On Fri, Jul 20, 2001 at 07:22:28AM +0200, Hank Nussbacher wrote:
> It all hinges on your upstream ISPs.  The things to ask for are:
> 
> - SYN and ICMP rate limiting:  If you buy a T3 from your upstream, you 
> should ask that they place on *their* peering routers and on the router 
> facing you, Cisco rate limits of about 512kb/sec of ICMP and about 
> 128kb/sec of SYNs.  Pay extra if need be.

512Kbps for ICMP? I'd go for 128Kbps if not less.

TCP/SYN - 128Kbps ? ;) 128Kbps is way too easy... do it per hot box/ip.
It will take just one or two modems to take you down, as an example 
someone portscanning your network.

Ask for hot [potential] targets only: ircd, shell systems, router interfaces.
Do it per box, plus same rules for all of your router interfaces heading the
big bad 'Net.

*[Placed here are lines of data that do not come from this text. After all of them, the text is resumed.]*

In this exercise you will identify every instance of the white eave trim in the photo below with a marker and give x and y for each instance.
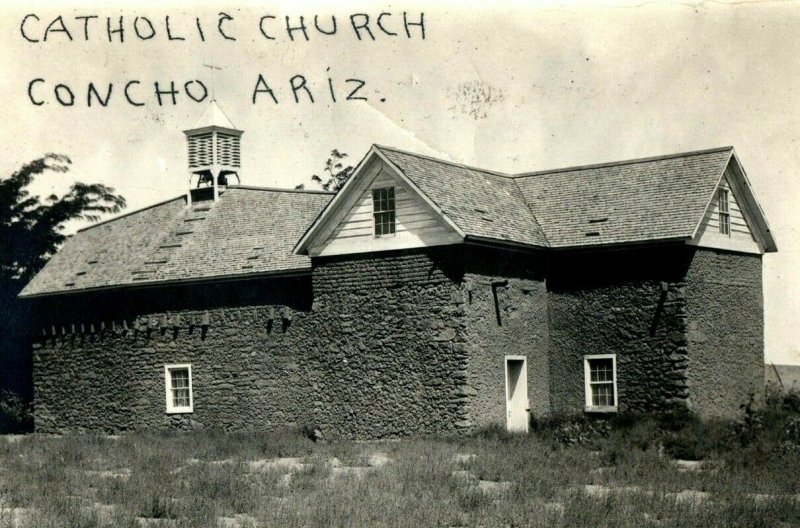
(747, 202)
(335, 205)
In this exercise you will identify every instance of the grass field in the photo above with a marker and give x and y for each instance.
(568, 473)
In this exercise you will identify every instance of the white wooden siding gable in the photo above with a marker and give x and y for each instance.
(744, 235)
(352, 230)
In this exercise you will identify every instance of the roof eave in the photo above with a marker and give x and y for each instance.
(297, 272)
(489, 241)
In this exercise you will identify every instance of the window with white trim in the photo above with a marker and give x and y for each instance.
(178, 384)
(383, 210)
(600, 376)
(724, 212)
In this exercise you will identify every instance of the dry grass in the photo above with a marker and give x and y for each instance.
(620, 479)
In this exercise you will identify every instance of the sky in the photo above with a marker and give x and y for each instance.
(509, 87)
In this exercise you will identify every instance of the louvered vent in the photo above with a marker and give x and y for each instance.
(201, 151)
(228, 149)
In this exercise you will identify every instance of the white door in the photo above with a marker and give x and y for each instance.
(517, 394)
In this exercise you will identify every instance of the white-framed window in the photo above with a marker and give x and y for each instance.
(600, 377)
(724, 212)
(178, 384)
(383, 210)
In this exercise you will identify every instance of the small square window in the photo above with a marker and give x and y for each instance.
(600, 377)
(383, 211)
(178, 384)
(724, 212)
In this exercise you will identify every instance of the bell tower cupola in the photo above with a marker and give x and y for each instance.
(213, 154)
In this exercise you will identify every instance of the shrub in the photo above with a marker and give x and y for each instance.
(572, 430)
(16, 414)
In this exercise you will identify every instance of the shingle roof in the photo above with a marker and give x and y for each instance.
(481, 203)
(624, 202)
(248, 231)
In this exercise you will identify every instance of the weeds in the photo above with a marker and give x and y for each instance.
(200, 478)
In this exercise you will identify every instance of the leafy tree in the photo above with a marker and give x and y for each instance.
(31, 229)
(337, 173)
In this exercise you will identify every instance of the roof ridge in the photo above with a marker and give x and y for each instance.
(279, 189)
(453, 163)
(622, 162)
(129, 213)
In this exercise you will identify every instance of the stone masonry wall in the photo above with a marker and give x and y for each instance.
(506, 314)
(391, 349)
(631, 304)
(382, 353)
(248, 370)
(725, 331)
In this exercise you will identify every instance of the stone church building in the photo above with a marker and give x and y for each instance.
(424, 297)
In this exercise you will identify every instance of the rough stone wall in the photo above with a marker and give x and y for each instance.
(382, 352)
(604, 303)
(506, 314)
(248, 370)
(391, 349)
(725, 331)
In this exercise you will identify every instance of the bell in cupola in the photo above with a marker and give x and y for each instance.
(214, 154)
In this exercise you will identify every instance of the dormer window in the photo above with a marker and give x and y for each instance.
(383, 211)
(724, 212)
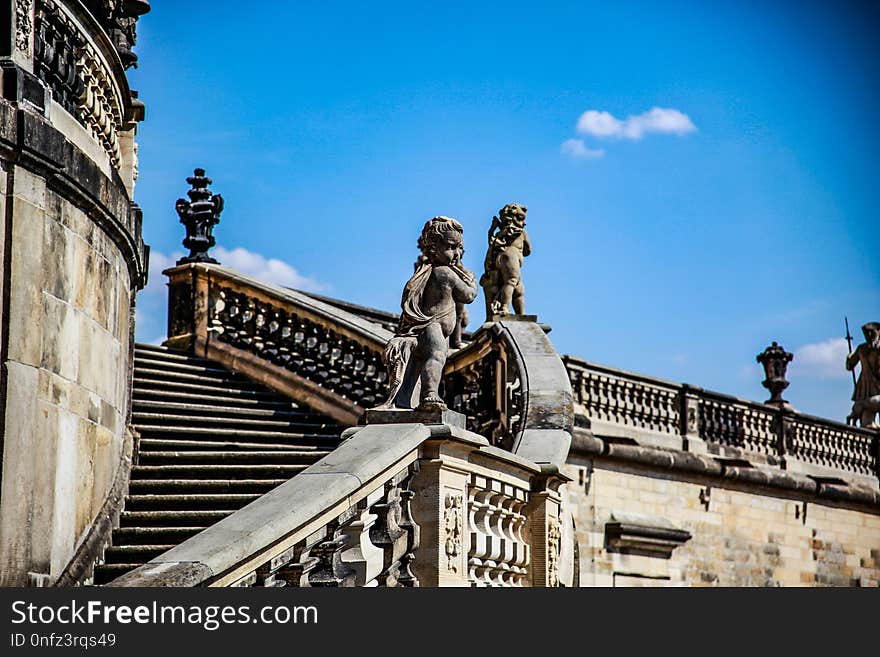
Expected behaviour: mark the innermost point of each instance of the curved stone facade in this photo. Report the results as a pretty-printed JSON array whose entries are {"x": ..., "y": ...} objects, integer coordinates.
[{"x": 72, "y": 259}]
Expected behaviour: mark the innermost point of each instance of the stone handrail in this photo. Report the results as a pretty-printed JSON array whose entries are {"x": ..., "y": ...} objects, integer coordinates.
[
  {"x": 394, "y": 505},
  {"x": 511, "y": 384},
  {"x": 302, "y": 347},
  {"x": 620, "y": 405}
]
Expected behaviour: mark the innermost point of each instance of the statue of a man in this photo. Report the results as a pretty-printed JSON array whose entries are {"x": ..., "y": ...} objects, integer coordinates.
[
  {"x": 866, "y": 396},
  {"x": 508, "y": 245},
  {"x": 432, "y": 300}
]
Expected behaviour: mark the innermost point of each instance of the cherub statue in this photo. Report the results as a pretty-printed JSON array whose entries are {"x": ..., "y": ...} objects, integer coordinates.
[
  {"x": 866, "y": 396},
  {"x": 501, "y": 280},
  {"x": 432, "y": 301}
]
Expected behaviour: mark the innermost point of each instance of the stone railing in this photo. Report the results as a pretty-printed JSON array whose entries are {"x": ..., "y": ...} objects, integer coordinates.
[
  {"x": 511, "y": 384},
  {"x": 304, "y": 348},
  {"x": 394, "y": 505},
  {"x": 74, "y": 56},
  {"x": 618, "y": 405}
]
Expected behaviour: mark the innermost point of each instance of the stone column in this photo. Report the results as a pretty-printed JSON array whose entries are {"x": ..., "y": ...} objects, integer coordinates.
[
  {"x": 188, "y": 308},
  {"x": 545, "y": 531},
  {"x": 689, "y": 417},
  {"x": 440, "y": 509}
]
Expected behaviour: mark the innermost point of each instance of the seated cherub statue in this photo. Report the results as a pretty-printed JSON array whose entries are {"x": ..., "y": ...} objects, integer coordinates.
[
  {"x": 502, "y": 280},
  {"x": 432, "y": 300}
]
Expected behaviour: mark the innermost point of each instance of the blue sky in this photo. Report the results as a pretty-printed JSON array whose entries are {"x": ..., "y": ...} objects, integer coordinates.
[{"x": 677, "y": 243}]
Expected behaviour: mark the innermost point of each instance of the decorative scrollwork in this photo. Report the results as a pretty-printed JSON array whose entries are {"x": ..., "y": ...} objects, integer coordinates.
[
  {"x": 22, "y": 24},
  {"x": 553, "y": 538},
  {"x": 453, "y": 526},
  {"x": 489, "y": 392}
]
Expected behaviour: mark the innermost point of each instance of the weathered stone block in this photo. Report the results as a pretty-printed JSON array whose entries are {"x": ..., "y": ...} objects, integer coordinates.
[{"x": 61, "y": 339}]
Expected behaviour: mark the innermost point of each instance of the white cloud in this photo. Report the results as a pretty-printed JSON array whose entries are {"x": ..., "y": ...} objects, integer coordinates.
[
  {"x": 824, "y": 360},
  {"x": 270, "y": 270},
  {"x": 577, "y": 149},
  {"x": 656, "y": 120}
]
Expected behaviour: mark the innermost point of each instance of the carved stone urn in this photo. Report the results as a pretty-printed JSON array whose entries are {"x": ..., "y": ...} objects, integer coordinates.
[
  {"x": 199, "y": 215},
  {"x": 775, "y": 360}
]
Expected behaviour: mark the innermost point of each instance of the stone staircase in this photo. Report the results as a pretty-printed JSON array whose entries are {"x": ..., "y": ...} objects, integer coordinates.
[{"x": 211, "y": 441}]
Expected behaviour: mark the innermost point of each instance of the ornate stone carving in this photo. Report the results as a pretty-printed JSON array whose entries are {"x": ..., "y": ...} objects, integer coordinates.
[
  {"x": 775, "y": 360},
  {"x": 431, "y": 305},
  {"x": 80, "y": 81},
  {"x": 310, "y": 349},
  {"x": 508, "y": 245},
  {"x": 553, "y": 537},
  {"x": 199, "y": 215},
  {"x": 631, "y": 400},
  {"x": 453, "y": 526},
  {"x": 499, "y": 553},
  {"x": 23, "y": 24},
  {"x": 334, "y": 556},
  {"x": 489, "y": 392},
  {"x": 866, "y": 395},
  {"x": 118, "y": 18}
]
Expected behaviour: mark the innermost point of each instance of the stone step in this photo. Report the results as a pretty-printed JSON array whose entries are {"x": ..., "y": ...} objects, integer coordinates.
[
  {"x": 170, "y": 444},
  {"x": 246, "y": 400},
  {"x": 172, "y": 518},
  {"x": 212, "y": 441},
  {"x": 238, "y": 433},
  {"x": 154, "y": 535},
  {"x": 105, "y": 573},
  {"x": 146, "y": 419},
  {"x": 165, "y": 377},
  {"x": 189, "y": 502},
  {"x": 214, "y": 470},
  {"x": 191, "y": 366},
  {"x": 128, "y": 554},
  {"x": 200, "y": 486},
  {"x": 223, "y": 459},
  {"x": 222, "y": 410},
  {"x": 158, "y": 351}
]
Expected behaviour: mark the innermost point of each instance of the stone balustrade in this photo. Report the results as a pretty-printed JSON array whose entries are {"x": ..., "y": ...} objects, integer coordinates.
[
  {"x": 300, "y": 346},
  {"x": 394, "y": 505},
  {"x": 621, "y": 406}
]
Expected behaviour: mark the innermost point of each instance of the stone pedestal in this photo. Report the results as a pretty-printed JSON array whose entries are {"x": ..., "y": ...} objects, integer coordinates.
[{"x": 415, "y": 416}]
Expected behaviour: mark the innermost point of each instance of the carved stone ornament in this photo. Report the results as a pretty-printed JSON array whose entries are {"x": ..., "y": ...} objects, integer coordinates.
[
  {"x": 199, "y": 215},
  {"x": 775, "y": 360},
  {"x": 453, "y": 526},
  {"x": 502, "y": 278},
  {"x": 866, "y": 395},
  {"x": 118, "y": 18},
  {"x": 23, "y": 25},
  {"x": 553, "y": 537},
  {"x": 431, "y": 306}
]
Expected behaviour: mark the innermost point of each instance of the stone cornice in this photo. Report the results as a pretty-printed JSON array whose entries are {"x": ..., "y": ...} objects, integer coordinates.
[
  {"x": 723, "y": 471},
  {"x": 28, "y": 140}
]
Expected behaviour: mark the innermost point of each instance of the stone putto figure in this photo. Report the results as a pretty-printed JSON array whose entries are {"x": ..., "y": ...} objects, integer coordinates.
[
  {"x": 866, "y": 396},
  {"x": 432, "y": 301},
  {"x": 508, "y": 245}
]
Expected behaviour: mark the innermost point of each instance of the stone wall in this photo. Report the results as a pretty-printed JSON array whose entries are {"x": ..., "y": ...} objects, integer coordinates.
[
  {"x": 67, "y": 387},
  {"x": 71, "y": 258},
  {"x": 740, "y": 535}
]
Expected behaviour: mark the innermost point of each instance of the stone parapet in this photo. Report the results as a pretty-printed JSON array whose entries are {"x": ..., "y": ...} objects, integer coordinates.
[
  {"x": 623, "y": 408},
  {"x": 394, "y": 505}
]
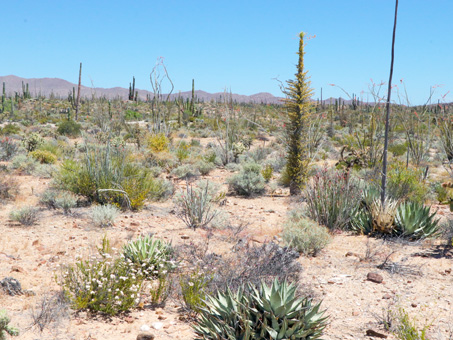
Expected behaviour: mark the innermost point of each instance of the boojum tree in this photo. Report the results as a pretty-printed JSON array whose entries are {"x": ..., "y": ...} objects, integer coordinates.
[{"x": 298, "y": 107}]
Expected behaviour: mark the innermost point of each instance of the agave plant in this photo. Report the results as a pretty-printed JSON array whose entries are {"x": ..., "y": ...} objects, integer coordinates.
[
  {"x": 413, "y": 220},
  {"x": 383, "y": 215},
  {"x": 273, "y": 312},
  {"x": 151, "y": 255}
]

Just make sure you have a proper deny ACL not to rate-limit BGP
traffic during life attack.

Before placing something permanent you need to adjust and play with this.

> - anti-spoofing: require your upstream ISPs to implement full anti-spoofing 
> for incoming packets.  That includes RFC1918, unassigned IANA blocks and 
> (as a minimum) IP anti-spoofing on all single-homed customer links (Cisco 
> ip verify unicast reverse-path)

Sounds good. check 'ip verify unicast source reachable-via any' as well
http://www.cisco.com/public/cons/isp/documents/uRPF_Enhancement.pdf
new uRPF works if you're multihomed too.

> - BGP community: Your upstream should allow you to announce a BGP community 
> for any sub-prefix in your IP block (meaning he has to not be strict in the 
> length of the prefix you announce to him since it can change dynamically) 
> that will me ROUTENULL, which means they eat the packets for you.

Sounds good.. too good to be true. Any Tier1 or "Tier1.5" does this? ;)

> Find 2 upstreams who will agree to the above 3 items and you are 99% safe 
> from dDoS.

And I can still take you down with

1. tcp fin
2. tcp psh
3. tcp rst
4. tcp ack
5. tcp urg
6. tcp frags
7. udp
8. ip frags

I don't know but somewhy I doubt you'll find an upstream to do ~10 rate-limits
per your hot stuff and another ~10 for router interfaces. If you do manage to
get this setup from upstream you'll be somewhat "99% safe from dDoS". Kids
can and most likely will find a hole to take you down, just takes time.